Depressive features suggest pull toward self-stigma in those with substance use disorders
Click Here to Manage Email Alerts
Researchers found positive associations between depressive features and self-stigma for those with substance use disorders, with the pull to self-stigma likely stronger than in the reverse, per a study published in BMC Psychiatry.
“Depression is a major mental health problem affecting more than 350 million people worldwide, including Taiwan [in which] the prevalence has increased by 25% from 2007 to 2016,” Mohsen Saffari, of Baqiyatallah University of Medical Sciences in Tehran, Iran, and colleagues wrote. “Unfortunately, many people with depression suffer from addictive behaviors, particularly those relating to substance use.”
Saffari and colleagues sought to evaluate the cross-sectional and longitudinal relationships between features of depression and self-stigma in people with concordant substance use disorders.
Their study included 319 individuals, aged 20 years or older and diagnosed with substance use disorders (85.5% male; mean age, 42.2 years) who were recruited from a psychiatric center in Taiwan by convenience sampling.
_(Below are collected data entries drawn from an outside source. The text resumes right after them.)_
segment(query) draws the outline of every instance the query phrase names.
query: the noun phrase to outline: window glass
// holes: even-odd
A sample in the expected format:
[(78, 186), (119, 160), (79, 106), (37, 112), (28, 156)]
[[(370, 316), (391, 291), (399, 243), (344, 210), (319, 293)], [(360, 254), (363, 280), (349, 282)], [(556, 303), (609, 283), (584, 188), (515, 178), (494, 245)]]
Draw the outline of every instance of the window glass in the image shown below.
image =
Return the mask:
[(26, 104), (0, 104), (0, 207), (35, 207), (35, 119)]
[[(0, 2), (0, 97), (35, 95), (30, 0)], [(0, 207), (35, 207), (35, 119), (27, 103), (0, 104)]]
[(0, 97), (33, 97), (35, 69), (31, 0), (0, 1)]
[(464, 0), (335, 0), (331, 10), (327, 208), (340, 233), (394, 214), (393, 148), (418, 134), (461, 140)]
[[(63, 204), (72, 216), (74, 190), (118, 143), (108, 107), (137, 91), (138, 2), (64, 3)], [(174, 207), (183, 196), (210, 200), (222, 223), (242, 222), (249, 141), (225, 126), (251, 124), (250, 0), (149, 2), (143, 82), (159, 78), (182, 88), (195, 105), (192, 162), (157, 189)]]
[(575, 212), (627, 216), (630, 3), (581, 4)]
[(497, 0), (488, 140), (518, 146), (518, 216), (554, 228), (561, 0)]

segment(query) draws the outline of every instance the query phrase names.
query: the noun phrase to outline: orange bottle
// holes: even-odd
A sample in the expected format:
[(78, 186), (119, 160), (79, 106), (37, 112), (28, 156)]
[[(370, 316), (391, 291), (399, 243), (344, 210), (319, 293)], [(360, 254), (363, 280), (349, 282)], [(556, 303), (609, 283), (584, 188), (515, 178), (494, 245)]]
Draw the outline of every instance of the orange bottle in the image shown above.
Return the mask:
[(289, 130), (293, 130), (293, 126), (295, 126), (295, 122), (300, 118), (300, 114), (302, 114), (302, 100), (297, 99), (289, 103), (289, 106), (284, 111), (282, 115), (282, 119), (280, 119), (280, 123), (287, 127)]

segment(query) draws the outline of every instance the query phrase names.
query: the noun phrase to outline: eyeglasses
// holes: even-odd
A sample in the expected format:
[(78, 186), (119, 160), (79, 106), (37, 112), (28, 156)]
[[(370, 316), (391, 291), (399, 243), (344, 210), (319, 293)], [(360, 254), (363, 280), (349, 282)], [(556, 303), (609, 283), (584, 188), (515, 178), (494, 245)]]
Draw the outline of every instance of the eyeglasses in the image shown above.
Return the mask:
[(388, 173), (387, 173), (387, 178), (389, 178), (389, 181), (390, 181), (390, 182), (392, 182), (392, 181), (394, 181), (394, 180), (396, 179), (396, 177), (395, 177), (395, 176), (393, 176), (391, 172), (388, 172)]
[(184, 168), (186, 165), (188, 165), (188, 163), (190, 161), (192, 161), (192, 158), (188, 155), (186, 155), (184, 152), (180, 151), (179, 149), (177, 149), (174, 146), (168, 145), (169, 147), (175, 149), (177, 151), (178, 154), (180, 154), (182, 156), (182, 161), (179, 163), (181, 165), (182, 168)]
All were assessed for features of depression and self-stigma at four times over a period of 9 months utilizing the depression subscale of the Depression Anxiety Stress Scales (DASS-21) and Self-Stigma Scale-Short S (SSS-S), respectively.
Repeated-measures analyses of variance, Pearson correlations and cross-lagged models using structural equation modeling examined cross-sectional and temporal associations between depression and self-stigma were undertaken.
Results showed that, in the study sample, 112 participants were heroin users, 151 used amphetamines and 56 others used alcohol. A total of 163 participants were married.
Participants with heroin use had the highest levels of self-stigma in all domains (mean, 2.52-2.96), followed by those with amphetamine use (mean, 2.16-2.71) and alcohol use (mean, 1.76-2.21) at baseline. Individuals with heroin use had significantly higher levels of depression (mean, 9.77) than those with amphetamine use (mean, 6.36), but not those with alcohol use (mean, 9.51).
Data additionally revealed positive cross-sectional associations between depressive features and all assessed forms of self-stigma over time (0.13<r<0.92). Three models of cross-lagged associations between different forms of self-stigma and depressive features indicated good fit indices (comparative fit index>0.98). The direction of associations between depressive features towards self-stigma was stronger than the opposite direction.
“These findings suggest the relevance of addressing depressive features in people with SUDs in order to prevent the generation of self-stigma,” Saffari and colleagues wrote.